Potential Therapeutic Effects of Vitamin E and C on Placental Oxidative Stress Induced by Nicotine: An In Vitro Evidence
Chiara Gallo1, Paolo Renzi1, Stefano Loizzo2, Alberto Loizzo2, Sonia Piacente3, Michela Festa3, Mariella Caputo3, Mario Felice Tecce3, Anna Capasso*, 3
Identifiers and Pagination:Year: 2010
First Page: 77
Last Page: 82
Publisher ID: TOBIOCJ-4-77
Article History:Received Date: 30/3/2010
Revision Received Date: 30/4/2010
Acceptance Date: 3/5/2010
Electronic publication date: 24/6/2010
Collection year: 2010
open-access license: This is an open access article licensed under the terms of the Creative Commons Attribution Non-Commercial License (http: //creativecommons.org/licenses/by-nc/3.0/) which permits unrestricted, non-commercial use, distribution and reproduction in any medium, provided the work is properly cited.
There have been a few studies that examined the oxidative stress effects of nicotine during pregnancy and lactation. The adverse effect of prenatal smoking exposure on human fetal development and growth has been a major public health issue. Active or passive smoking during pregnancy can result in a wide variety of adverse outcomes, including intrauterine growth retardation (IUGR), prematurity, stillbirth, and the sudden infant death syndrome. Smoking in pregnancy has also been associated with an increased risk of attention deficit and learning problems in childhood. Some studies argued that as a principal component of tobacco smoke, nicotine alone is responsible for the majority of negative reproductive outcomes. Nicotine and its major metabolite cotinine can cross the placental barrier. The level of nicotine in fetal tissues was found to be equal to or greater than the plasma nicotine level in the mothers. The oxidative stress induce by nicotine has been increasingly postulated as a major contributor to endothelial dysfunction. A large body of research has investigated the potential role of antioxidant nutrients in the prevention of endothelial dysfunction in women. Therefore, the present study was undertaken to assess the potential benefit of antioxidant supplementation on markers of placental oxidative stress in an in vitro model of endothelial dysfunction induced by nicotine, since it was previously found that nicotine is able to trigger the placental secretion of stress molecules.
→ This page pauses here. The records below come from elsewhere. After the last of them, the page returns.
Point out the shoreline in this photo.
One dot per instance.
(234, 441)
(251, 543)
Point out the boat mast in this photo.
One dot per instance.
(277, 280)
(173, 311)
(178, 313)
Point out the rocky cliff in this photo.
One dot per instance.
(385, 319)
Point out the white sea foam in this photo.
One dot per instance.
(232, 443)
In this regard, we evaluated the effects of vitamin C, vitamin E and N-acetylcysteine (NAC), alone or in combination, in placental villi culture after exposure to nicotine. The effect of antioxidant nutrients on trophoblast cells proliferation and vitality was also evaluated. The results obtained suggest that in a patho-physiological condition, such as endothelial dysfunction induced by nicotine, the deleterious effect of reactive oxygen species may be counteracted by an antioxidant therapy, and there is the need to investigate the optimum dosing and timing of antioxidants administration, since an inappropriate antioxidant treatment in pregnant women may have deleterious consequences, reducing placental cells proliferation until to cell death.